Die pharmakologischen und systemischen Ursachen von Mundtrockenheit, warum Speichel viel mehr ist als nur ein Gleitmittel, und die in der Praxis und zu Hause verfügbaren Managementstrategien.

Xerostomie — die subjektive Wahrnehmung von Mundtrockenheit — stimmt nicht immer mit einer objektiv messbaren Speicheldrüsenunterfunktion überein, aber in der klinischen Praxis überlappen sich die beiden Zustände in den meisten Fällen, die zur Aufmerksamkeit des Zahnarztes gelangen. Speichel erfüllt keineswegs nebensächliche Schutzfunktionen: Er schmiert die Weichgewebe und erleichtert Kauen, Schlucken und Sprechen, puffert die von Plaquebakterien produzierten Säuren, enthält für die Schmelzremineralisierung essenzielle Mineralien und übt eine direkte antimikrobielle Wirkung durch Enzyme wie Lysozym aus.

Die mit Abstand häufigste Ursache für Xerostomie ist pharmakologischer Natur: Hunderte häufig verwendeter Medikamente, darunter Antidepressiva, Antihistaminika, Antihypertensiva, Diuretika und Anxiolytika, haben Mundtrockenheit als Nebenwirkung, oft dosisabhängig und ausgeprägter bei Patienten mit Polypharmazie, ein besonders häufiger Zustand in der älteren Bevölkerung. Weitere relevante Ursachen sind Kopf-Hals-Strahlentherapie, die das Speicheldrüsengewebe dauerhaft schädigen kann, Autoimmunerkrankungen wie das Sjögren-Syndrom, unkontrollierter Diabetes und Dehydratation.
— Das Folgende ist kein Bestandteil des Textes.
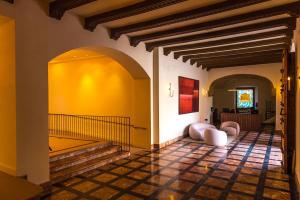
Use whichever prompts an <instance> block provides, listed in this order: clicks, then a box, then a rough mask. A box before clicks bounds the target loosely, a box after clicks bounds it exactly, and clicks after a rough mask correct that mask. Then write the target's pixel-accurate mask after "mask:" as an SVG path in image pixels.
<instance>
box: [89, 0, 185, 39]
mask: <svg viewBox="0 0 300 200" xmlns="http://www.w3.org/2000/svg"><path fill="white" fill-rule="evenodd" d="M183 1H186V0H151V1H143V2H139V3H136V4H133V5H130V6H126V7H123V8H119V9H116V10H112V11H108V12H105V13H101V14H98V15H94V16H91V17H87V18H86V19H85V28H86V29H88V30H90V31H93V30H95V28H96V27H97V25H98V24H102V23H105V22H109V21H114V20H117V19H121V18H125V17H130V16H134V15H138V14H142V13H145V12H150V11H153V10H156V9H160V8H163V7H167V6H170V5H174V4H177V3H180V2H183ZM114 39H117V38H114Z"/></svg>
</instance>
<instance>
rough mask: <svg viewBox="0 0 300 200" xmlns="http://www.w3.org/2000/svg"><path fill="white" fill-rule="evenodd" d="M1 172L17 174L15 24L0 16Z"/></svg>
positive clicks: (0, 168)
mask: <svg viewBox="0 0 300 200" xmlns="http://www.w3.org/2000/svg"><path fill="white" fill-rule="evenodd" d="M0 41H1V42H0V170H1V171H5V172H7V173H9V174H12V175H15V174H16V170H17V169H16V160H17V158H16V83H15V81H16V76H15V24H14V21H13V20H9V19H7V18H4V17H1V16H0Z"/></svg>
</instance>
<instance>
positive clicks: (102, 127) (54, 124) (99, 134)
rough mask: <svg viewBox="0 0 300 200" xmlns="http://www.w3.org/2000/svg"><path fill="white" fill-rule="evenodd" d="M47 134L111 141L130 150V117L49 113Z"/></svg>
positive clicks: (134, 127)
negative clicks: (94, 115) (55, 113)
mask: <svg viewBox="0 0 300 200" xmlns="http://www.w3.org/2000/svg"><path fill="white" fill-rule="evenodd" d="M48 116H49V134H50V135H58V136H65V137H73V138H79V139H97V140H107V141H111V142H112V143H113V144H116V145H119V146H121V147H122V150H126V151H130V129H131V128H143V127H135V126H134V125H131V124H130V117H121V116H93V115H71V114H53V113H49V114H48Z"/></svg>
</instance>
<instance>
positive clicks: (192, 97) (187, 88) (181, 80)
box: [178, 76, 199, 114]
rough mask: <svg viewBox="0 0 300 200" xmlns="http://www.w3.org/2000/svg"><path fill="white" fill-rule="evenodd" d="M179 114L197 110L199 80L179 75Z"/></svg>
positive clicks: (198, 101)
mask: <svg viewBox="0 0 300 200" xmlns="http://www.w3.org/2000/svg"><path fill="white" fill-rule="evenodd" d="M178 82H179V114H186V113H192V112H199V80H194V79H190V78H185V77H181V76H179V80H178Z"/></svg>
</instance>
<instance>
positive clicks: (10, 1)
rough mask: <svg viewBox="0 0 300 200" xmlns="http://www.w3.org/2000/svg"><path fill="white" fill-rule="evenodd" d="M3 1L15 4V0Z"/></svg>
mask: <svg viewBox="0 0 300 200" xmlns="http://www.w3.org/2000/svg"><path fill="white" fill-rule="evenodd" d="M3 1H6V2H8V3H11V4H13V3H14V0H3Z"/></svg>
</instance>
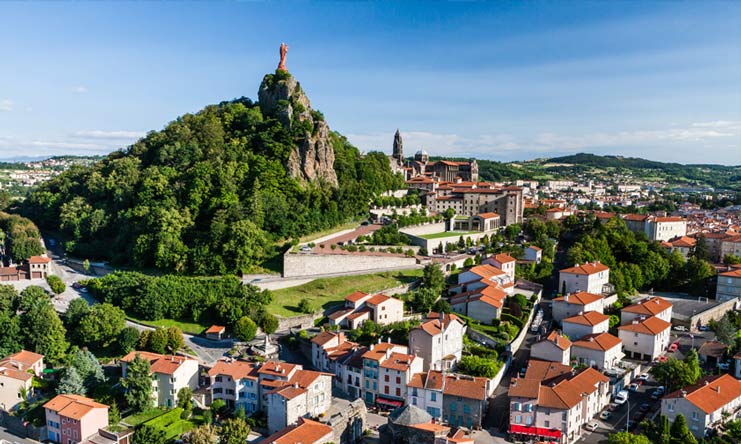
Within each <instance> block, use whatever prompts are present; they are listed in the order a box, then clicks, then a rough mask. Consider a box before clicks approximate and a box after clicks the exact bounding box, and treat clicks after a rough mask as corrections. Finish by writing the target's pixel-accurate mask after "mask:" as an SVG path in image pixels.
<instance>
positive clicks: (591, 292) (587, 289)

Ein Patient mit unbehandelter chronischer Xerostomie hat ein signifikant erhöhtes Kariesrisiko, mit einem oft atypischen Kariesmuster — lokalisiert auf normalerweise risikoarmen Oberflächen wie den Zahnhälsen und Lingualflächen — gerade weil die schützende Wirkung des Speichels fehlt. Auch das Risiko für orale Candidose, Mundgeruch und Schwierigkeiten bei der Verwendung von herausnehmbarem Zahnersatz (der ohne angemessenen Speichelfilm die Haftung verliert) steigt bei diesen Patienten erheblich.

Das Management der Xerostomie gliedert sich in mehrere Bereiche: wenn möglich, eine gemeinsame Bewertung mit dem verschreibenden Arzt über einen eventuellen Austausch xerostomisierender Medikamente; die Verwendung von Speichelersatzstoffen und Gleitgelen zur symptomatischen Linderung; Stimulanzien der Restspeichelsekretion, wie zuckerfreie Kaugummis oder, bei noch vorhandener Drüsenfunktion, verschreibungspflichtige Sialogoga; und eine Verstärkung der Fluoridprophylaxe angesichts des erhöhten Kariesrisikos, oft mit hochkonzentrierten Produkten für den täglichen häuslichen Gebrauch zusätzlich zu den periodischen professionellen Anwendungen.